Misère de la littérature


 Le Carré des Ecrivains est une manifestation littéraire qui réunit, chaque année dans le grand hall du Centre Bourse, des auteurs marseillais ou ayant écrit sur Marseille sans distinction de genres ou d’éditeurs. Samedi 6 novembre 2010, ils étaient encore plus de 150 à avoir pris place, derrière des tables chargées de leurs propres livres, avec l’espoir – légitime -  de rencontrer ainsi de nouveaux lecteurs. Je ne sais trop si cette longue après-midi passée dans ce temple du commerce phocéen fut fructueuse pour eux.

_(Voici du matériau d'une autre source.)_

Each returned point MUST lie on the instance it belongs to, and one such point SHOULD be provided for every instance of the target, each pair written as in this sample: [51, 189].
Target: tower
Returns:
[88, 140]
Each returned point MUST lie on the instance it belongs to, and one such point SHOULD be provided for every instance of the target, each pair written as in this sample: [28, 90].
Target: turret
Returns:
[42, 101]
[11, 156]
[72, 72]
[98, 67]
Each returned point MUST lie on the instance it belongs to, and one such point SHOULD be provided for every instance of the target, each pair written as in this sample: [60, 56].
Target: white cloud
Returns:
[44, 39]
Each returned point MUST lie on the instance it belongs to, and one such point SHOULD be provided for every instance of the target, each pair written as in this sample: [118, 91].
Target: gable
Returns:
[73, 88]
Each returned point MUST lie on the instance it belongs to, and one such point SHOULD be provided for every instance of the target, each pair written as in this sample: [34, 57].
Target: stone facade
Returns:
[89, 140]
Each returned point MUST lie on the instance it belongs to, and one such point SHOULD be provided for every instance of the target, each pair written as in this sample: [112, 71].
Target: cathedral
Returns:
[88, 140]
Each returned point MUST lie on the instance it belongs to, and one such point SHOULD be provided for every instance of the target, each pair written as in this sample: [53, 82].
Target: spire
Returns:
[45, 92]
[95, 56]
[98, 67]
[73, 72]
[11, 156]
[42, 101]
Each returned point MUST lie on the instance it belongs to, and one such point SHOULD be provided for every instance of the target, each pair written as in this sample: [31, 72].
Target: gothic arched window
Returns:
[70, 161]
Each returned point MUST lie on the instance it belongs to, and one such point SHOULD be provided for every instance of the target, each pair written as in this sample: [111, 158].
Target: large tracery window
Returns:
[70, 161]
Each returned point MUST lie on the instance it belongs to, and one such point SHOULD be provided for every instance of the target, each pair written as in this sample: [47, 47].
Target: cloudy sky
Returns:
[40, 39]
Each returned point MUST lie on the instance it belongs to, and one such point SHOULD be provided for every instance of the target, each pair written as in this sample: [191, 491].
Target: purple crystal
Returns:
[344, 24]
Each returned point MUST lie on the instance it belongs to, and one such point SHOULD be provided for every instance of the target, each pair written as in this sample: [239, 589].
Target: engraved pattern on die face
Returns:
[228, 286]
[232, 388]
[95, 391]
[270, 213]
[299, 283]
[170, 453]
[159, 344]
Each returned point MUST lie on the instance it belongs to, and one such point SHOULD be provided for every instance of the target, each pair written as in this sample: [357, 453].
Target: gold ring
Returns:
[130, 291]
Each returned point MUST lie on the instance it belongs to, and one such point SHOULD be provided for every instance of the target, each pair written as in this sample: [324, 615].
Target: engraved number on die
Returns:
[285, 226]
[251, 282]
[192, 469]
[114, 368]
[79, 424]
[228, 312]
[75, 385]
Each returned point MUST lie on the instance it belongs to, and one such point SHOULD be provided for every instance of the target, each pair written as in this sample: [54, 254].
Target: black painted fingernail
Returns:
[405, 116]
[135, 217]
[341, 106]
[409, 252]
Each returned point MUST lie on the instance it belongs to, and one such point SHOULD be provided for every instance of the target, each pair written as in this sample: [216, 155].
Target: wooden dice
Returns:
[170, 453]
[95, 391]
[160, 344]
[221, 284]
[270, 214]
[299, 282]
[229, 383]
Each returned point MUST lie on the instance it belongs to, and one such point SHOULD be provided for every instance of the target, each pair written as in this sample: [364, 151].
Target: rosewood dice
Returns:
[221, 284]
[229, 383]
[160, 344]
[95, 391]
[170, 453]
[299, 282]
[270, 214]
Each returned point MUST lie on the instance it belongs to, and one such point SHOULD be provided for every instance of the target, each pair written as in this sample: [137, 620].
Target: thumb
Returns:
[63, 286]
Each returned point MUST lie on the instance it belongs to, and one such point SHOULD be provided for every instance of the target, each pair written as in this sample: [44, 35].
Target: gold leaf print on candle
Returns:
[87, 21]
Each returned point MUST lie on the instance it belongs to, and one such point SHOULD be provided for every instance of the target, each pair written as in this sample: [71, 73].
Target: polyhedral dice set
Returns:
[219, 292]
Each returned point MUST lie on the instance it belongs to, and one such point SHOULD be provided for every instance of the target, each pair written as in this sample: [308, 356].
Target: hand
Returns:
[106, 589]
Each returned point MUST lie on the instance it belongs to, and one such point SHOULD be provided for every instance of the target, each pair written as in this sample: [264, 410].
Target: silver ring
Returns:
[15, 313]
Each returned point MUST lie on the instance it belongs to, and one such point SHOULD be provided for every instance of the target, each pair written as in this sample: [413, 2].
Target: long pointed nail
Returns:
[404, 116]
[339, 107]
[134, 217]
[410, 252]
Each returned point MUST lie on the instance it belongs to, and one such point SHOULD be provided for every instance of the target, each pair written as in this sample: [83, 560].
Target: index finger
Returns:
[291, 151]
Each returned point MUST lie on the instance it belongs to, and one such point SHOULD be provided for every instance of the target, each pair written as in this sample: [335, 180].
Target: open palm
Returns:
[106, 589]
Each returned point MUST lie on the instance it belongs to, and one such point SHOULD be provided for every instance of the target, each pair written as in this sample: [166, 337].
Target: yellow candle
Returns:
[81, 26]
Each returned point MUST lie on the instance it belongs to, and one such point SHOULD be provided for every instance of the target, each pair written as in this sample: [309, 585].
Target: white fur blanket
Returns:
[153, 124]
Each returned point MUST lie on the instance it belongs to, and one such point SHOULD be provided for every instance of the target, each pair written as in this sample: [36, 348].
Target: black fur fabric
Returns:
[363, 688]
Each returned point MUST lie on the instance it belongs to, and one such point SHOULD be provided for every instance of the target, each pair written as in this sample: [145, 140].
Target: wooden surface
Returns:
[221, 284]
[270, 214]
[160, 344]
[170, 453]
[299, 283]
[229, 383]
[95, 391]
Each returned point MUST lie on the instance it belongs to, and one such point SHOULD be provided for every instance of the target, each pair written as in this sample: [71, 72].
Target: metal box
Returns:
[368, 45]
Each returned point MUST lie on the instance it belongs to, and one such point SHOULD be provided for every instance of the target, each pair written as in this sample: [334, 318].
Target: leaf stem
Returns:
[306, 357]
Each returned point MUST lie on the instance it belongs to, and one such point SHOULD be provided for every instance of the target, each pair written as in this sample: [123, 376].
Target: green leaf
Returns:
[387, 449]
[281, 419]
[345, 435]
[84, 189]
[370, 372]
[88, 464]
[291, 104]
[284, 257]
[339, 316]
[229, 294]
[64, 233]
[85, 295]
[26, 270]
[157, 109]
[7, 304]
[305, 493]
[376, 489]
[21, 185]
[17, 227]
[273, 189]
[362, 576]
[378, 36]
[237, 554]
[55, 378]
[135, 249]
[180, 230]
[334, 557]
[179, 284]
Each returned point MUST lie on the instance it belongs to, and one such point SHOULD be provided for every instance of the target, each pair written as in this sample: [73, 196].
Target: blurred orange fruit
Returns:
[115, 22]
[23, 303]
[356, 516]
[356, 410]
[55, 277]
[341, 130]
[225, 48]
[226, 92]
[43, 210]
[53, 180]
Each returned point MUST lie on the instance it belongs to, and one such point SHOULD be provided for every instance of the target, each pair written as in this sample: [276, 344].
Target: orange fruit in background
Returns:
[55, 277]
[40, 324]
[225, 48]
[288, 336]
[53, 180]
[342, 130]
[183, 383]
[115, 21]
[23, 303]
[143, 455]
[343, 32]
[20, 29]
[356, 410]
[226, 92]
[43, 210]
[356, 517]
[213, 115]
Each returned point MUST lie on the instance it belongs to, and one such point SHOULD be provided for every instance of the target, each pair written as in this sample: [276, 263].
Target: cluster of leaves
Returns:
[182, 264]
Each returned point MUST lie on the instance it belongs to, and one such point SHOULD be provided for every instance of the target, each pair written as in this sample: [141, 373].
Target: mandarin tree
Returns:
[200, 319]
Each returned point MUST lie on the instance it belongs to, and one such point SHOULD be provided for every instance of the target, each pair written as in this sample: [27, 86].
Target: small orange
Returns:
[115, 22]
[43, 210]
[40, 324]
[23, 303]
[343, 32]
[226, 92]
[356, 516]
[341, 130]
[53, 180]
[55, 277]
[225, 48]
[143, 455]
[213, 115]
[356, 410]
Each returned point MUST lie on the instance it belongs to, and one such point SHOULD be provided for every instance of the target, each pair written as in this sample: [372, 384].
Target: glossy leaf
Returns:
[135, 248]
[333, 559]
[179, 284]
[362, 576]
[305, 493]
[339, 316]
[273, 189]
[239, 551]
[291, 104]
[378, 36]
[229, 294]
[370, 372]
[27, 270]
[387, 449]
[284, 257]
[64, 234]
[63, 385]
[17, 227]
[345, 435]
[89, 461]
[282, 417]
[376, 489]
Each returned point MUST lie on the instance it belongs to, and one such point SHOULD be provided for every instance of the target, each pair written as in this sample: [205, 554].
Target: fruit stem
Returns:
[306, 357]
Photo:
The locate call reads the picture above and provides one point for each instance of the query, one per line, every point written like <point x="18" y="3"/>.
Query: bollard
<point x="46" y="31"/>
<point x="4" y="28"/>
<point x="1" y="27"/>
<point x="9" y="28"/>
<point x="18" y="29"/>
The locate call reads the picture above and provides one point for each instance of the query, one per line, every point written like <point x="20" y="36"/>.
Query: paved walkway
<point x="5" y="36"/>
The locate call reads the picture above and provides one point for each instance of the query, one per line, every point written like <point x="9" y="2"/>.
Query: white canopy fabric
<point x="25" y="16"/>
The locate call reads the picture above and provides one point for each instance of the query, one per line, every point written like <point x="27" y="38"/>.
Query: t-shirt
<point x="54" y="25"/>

Je veux bien croire qu’il y eût des ventes, sans doute  inégalement réparties en fonction de la qualité des livres et de la notoriété de leurs auteurs. A défaut, leur présence physique suscita peut-être des échanges oraux avec un public de passage venu ici pour de tout autres achats. Je me souviens surtout des regards ennuyés, perplexes  ou implorants de la plupart de ces auteurs, chaque fois que je m’arrêtais quelques secondes près d’une table : auraient-ils, avec moi, un lecteur et un acheteur ? Ils semblaient me dire: «Ne passez pas trop vite ; prenez le temps de découvrir mes ouvrages, ces livres qui m’ont demandé tant de travail. ». Et leur silence était plus assourdissant que le brouhaha (musiques d’ambiance, discussions, messages enregistrés) qui régnait dans ce vaste lieu de passage. Oui, tout ce travail de pensée et de communication qui entre dans le moindre ouvrage, tous ces efforts, phrase après phrase, pour donner une forme satisfaisante à leurs histoires personnelles, ce dur désir d’exister au-delà de soi-même et à travers la mémoire des autres qui est le moteur de la création artistique, tout cela n’avait d’autre issue que cette situation, même momentanée, de vendeurs au détail. Ainsi, l’activité de l’esprit était une nouvelle fois inféodée au commerce. Et finalement, par une sorte de renversement ironique, c’était bien le lecteur – donc l’acheteur potentiel – qui était le maître du jeu. En moi pointait  l’idée d’une certaine misère de la littérature et de ceux qui la font, contre vents et marées, dans le contexte actuel. Finalement, j’étais plutôt content de ne pas être à leur place, cet après-midi.
Entendons-nous bien : il ne s’agit pas ici de jeter la pierre à une manifestation, en soi généreuse, comme le Carré des Ecrivains – ou tout autre salon littéraire - mais de constater, une fois de plus, que la littérature ne fait pas bon ménage avec la multitude et la quantité. Trop de livres, trop de propositions de lecture, rendent les choix très difficiles et, au bout du compte, éteignent la curiosité pour des œuvres qui mériteraient, chacune, une après-midi tout entière. Des œuvres de l’esprit, riches d’une vie condensée et mystérieuse, mais qui n’apparaissent plus, serrées et empilées les unes sur les autres, que comme d’encombrants volumes de papier.